With these challenges in mind, a method was developed to increase sample throughput, sensitivity, selectivity, and robustness. This method requires one 40mL VOA vial which provides enough volume to analyze the sample and a matrix spike/duplicate (MS/MSD). The benefits of this are reduced shipping costs, increased sample throughput, and reducing the labor required to extract 1 liter of sample. Reporting limits, method detection limit study data, and matrix spike data are presented for this method and are compared with data quality produced by a continuous liquid-liquid extraction followed by the same LC-MS-MS analysis.

Primary Speaker:
David Schiessel, Babcock Laboratories, Inc.
David Schiessel has been the senior chemist in the Semi-Volatiles department at Babcock Laboratories for 2.5 years and has been working as a chemist in environmental laboratories for about 12 years.
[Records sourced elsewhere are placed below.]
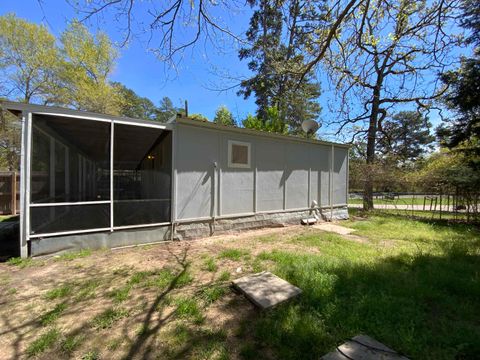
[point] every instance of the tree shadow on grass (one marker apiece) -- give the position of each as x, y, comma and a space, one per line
423, 306
150, 326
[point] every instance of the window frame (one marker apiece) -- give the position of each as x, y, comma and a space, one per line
231, 164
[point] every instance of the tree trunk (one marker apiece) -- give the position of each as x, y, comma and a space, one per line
372, 134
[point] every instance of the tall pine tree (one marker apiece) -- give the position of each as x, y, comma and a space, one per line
277, 31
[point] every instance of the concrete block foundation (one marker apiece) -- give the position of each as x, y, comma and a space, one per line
182, 231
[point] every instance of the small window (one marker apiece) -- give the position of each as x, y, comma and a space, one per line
238, 154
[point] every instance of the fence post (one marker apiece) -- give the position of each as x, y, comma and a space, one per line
14, 193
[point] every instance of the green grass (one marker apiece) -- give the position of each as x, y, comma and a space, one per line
72, 255
188, 309
87, 289
109, 317
399, 201
43, 342
20, 262
121, 294
209, 264
71, 343
52, 315
233, 254
166, 278
91, 355
212, 293
224, 276
419, 295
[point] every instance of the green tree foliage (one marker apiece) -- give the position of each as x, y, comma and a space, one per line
271, 123
29, 60
88, 62
462, 132
384, 58
405, 137
277, 31
134, 106
223, 116
464, 100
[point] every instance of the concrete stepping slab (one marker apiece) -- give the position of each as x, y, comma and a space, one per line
266, 290
362, 347
338, 229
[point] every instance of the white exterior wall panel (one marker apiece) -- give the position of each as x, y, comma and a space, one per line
296, 174
270, 162
283, 175
236, 184
196, 151
340, 180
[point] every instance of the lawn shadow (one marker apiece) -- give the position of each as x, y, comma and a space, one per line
150, 326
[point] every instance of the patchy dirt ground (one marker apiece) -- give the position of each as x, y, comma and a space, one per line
170, 300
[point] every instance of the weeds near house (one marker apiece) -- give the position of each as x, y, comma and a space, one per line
212, 293
412, 284
72, 255
91, 355
20, 262
233, 254
87, 289
109, 317
209, 264
52, 315
43, 342
121, 294
188, 309
224, 276
71, 343
59, 292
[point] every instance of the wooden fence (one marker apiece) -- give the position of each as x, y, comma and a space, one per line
9, 192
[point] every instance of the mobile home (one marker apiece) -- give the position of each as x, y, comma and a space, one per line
93, 180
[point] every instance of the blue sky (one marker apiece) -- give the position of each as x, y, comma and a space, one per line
197, 73
141, 71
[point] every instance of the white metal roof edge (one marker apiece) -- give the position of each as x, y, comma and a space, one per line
61, 111
214, 126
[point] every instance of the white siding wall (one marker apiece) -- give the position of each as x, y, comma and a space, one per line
278, 178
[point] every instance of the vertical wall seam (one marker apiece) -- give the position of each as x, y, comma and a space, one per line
28, 171
332, 159
112, 149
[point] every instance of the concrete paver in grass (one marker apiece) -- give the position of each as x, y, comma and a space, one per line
338, 229
266, 290
362, 347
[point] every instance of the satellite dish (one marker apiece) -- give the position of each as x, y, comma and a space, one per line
310, 126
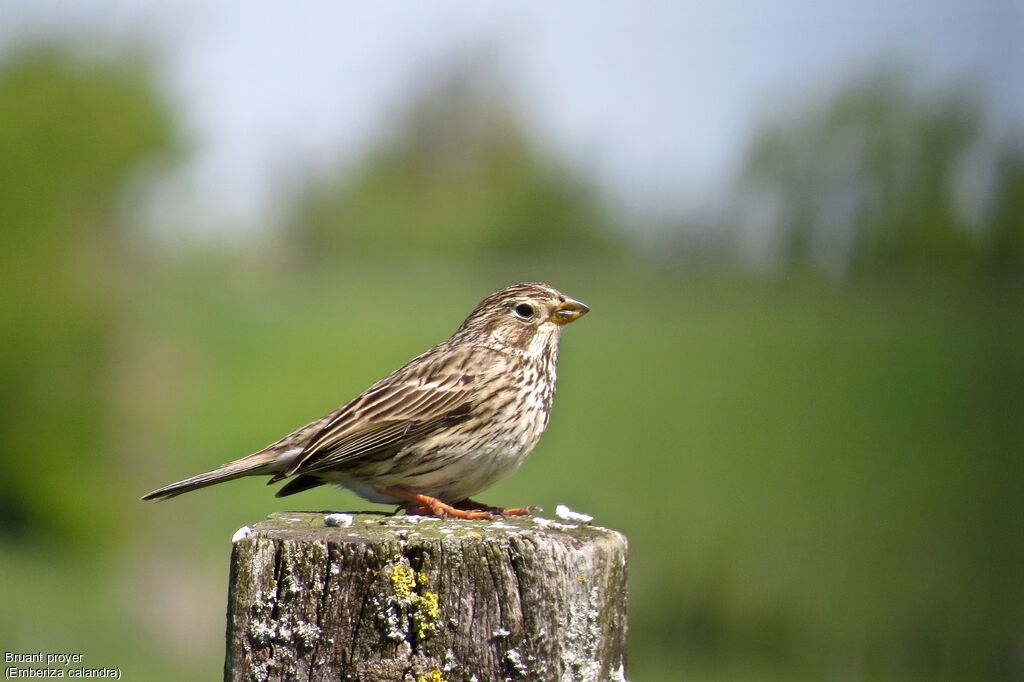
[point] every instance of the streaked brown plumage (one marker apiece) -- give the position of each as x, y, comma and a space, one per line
443, 427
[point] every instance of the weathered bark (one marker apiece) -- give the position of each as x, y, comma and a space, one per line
399, 598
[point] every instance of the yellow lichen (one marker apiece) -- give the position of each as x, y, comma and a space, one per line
426, 607
403, 581
434, 676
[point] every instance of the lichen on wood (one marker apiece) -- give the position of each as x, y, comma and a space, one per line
411, 598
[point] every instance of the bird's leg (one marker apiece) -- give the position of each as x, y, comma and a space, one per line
468, 504
424, 503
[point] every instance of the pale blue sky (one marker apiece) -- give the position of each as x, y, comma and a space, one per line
658, 98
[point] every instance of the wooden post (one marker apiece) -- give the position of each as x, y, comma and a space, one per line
374, 598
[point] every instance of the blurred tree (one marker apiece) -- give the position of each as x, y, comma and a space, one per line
869, 183
1007, 242
71, 135
459, 176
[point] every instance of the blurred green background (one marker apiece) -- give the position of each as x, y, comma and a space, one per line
815, 452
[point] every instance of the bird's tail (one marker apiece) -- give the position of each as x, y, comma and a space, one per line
255, 464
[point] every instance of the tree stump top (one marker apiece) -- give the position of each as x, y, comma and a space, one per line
373, 527
379, 597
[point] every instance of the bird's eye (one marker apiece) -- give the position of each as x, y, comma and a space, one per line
523, 310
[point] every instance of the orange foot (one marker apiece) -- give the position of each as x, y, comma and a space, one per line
424, 505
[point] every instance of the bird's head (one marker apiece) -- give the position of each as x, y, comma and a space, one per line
523, 315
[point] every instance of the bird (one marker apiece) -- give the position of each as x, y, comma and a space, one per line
438, 430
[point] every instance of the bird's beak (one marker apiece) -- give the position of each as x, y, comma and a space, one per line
568, 310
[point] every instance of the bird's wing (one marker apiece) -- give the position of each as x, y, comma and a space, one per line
429, 393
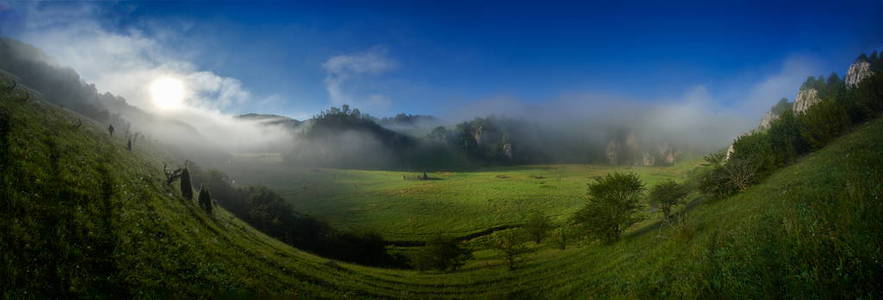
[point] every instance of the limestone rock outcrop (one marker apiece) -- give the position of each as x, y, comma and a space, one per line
806, 98
858, 71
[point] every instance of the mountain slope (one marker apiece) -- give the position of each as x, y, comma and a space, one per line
82, 215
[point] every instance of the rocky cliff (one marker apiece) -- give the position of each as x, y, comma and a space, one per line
806, 98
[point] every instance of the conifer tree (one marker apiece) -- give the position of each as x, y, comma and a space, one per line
186, 188
205, 199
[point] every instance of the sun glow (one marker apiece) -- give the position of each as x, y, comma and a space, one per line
167, 92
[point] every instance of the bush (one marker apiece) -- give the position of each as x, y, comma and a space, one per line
441, 254
755, 148
512, 244
612, 206
205, 200
537, 226
786, 142
186, 187
724, 180
823, 122
666, 195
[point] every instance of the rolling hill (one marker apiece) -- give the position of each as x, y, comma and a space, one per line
83, 216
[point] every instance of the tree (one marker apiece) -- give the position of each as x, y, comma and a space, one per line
537, 226
512, 244
561, 236
205, 200
186, 187
666, 195
823, 122
442, 254
741, 173
612, 206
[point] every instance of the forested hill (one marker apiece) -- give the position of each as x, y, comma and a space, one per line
62, 86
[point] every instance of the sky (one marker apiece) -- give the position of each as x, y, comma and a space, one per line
451, 58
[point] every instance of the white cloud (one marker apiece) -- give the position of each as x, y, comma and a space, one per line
124, 61
784, 83
342, 70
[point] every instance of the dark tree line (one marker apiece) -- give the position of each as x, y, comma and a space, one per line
793, 134
268, 212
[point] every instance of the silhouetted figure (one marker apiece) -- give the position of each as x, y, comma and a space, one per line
205, 199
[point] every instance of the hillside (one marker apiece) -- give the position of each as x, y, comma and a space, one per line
84, 216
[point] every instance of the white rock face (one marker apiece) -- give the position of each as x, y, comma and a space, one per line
858, 71
806, 99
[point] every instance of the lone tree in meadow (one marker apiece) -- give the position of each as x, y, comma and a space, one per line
666, 195
537, 226
442, 254
205, 199
512, 244
612, 206
560, 236
186, 187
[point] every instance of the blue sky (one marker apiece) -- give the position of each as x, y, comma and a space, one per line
437, 56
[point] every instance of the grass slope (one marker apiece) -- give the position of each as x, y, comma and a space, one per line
451, 203
80, 211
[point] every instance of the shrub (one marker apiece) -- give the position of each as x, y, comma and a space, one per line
512, 244
205, 200
186, 187
786, 142
755, 148
823, 122
537, 226
666, 195
613, 202
441, 254
741, 173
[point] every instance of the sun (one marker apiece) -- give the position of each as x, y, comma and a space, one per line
167, 92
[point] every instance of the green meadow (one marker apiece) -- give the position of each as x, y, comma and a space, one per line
810, 230
400, 206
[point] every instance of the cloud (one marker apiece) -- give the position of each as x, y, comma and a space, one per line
124, 61
343, 70
784, 83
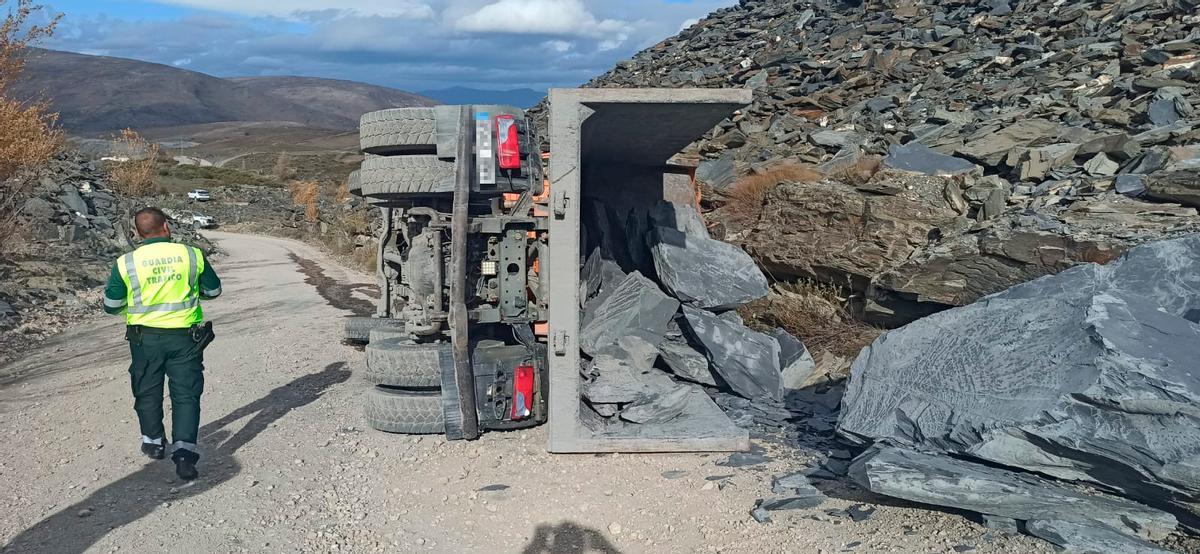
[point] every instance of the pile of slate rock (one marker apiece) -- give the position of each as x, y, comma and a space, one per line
659, 321
1067, 407
67, 232
1056, 133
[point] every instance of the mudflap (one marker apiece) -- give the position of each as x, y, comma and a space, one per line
451, 410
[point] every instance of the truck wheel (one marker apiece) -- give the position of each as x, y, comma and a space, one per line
383, 333
406, 176
399, 131
403, 363
403, 411
358, 330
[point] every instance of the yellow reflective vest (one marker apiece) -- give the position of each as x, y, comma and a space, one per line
162, 283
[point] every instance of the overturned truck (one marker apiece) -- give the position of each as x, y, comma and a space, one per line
592, 297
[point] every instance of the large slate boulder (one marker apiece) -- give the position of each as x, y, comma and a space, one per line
945, 481
1087, 375
1181, 186
635, 307
745, 359
705, 272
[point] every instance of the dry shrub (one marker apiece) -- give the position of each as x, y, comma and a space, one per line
747, 197
305, 194
29, 134
136, 176
815, 313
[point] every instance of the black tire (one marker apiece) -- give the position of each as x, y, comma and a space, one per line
358, 330
403, 363
403, 411
399, 131
406, 176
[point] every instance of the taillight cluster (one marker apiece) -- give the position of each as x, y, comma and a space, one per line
508, 142
522, 392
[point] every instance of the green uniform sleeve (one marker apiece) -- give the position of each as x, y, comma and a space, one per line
115, 293
210, 284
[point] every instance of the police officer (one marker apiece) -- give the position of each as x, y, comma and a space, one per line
159, 288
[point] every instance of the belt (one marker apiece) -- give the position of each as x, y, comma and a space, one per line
145, 330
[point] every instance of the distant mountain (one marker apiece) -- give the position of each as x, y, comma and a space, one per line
461, 95
339, 98
99, 94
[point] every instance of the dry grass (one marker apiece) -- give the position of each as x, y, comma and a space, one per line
29, 133
305, 194
135, 178
747, 197
343, 192
815, 313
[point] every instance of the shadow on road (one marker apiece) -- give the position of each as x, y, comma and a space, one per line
336, 293
569, 536
142, 492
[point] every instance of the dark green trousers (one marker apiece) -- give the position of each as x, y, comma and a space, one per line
179, 361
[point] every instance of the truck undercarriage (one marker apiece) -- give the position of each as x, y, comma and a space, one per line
418, 160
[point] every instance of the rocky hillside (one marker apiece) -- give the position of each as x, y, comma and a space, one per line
135, 94
1017, 137
70, 229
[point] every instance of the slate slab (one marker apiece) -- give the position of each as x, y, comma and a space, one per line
705, 272
795, 359
1086, 375
636, 307
945, 481
918, 157
685, 362
679, 217
1075, 537
659, 407
744, 359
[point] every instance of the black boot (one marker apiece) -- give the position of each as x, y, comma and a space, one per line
154, 451
185, 463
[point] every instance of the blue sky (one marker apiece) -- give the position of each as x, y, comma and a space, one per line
412, 44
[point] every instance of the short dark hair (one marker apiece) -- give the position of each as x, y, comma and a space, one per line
149, 221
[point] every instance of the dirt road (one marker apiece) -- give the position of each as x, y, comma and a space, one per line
288, 464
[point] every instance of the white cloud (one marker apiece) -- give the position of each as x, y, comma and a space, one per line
543, 17
558, 46
413, 8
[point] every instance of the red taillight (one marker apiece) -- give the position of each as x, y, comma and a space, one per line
508, 142
522, 392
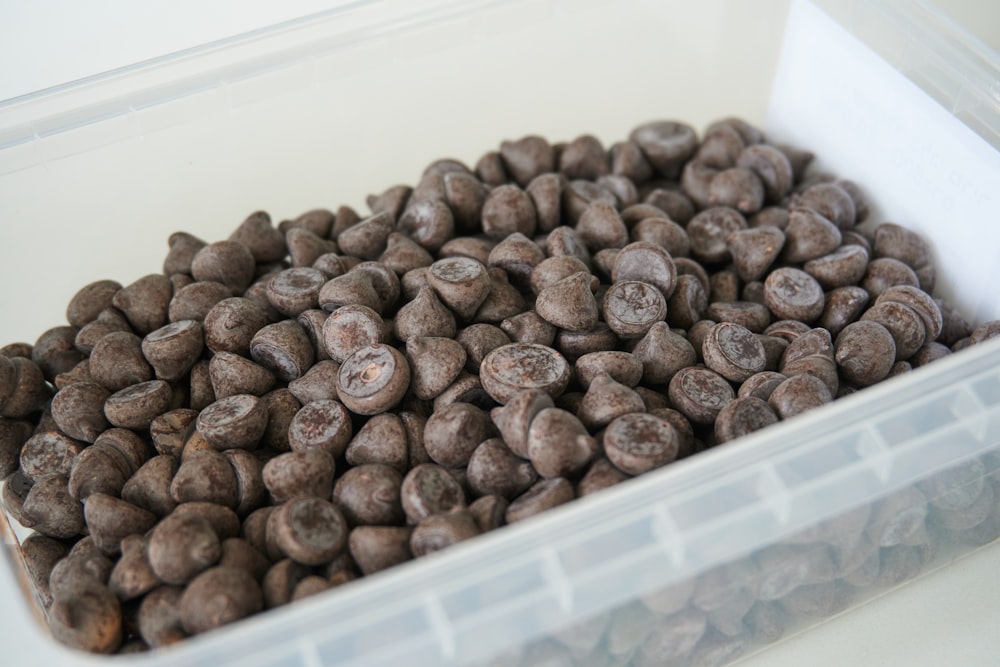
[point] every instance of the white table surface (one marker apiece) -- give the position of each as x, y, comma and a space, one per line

He has spent a considerable amount of time optimizing and developing analytical methods for organics analyses. He is proficient in the routine instrumental analysis of water, soil, and air including the use of gas chromatography, liquid chromatography, mass spectrometry, tandem mass spectrometry, and post-column derivatization. He is currently the Babcock Laboratories' primary analyst for the analysis of emerging contaminants as well as UCMR3 methods for 1,4-dioxane, perflourinated organic acids, and hormones. He has a passion for using analytical instrumentation to solve new environmental challenges and to develop analytical methods that meet data quality objectives for the clients of Babcock Laboratories.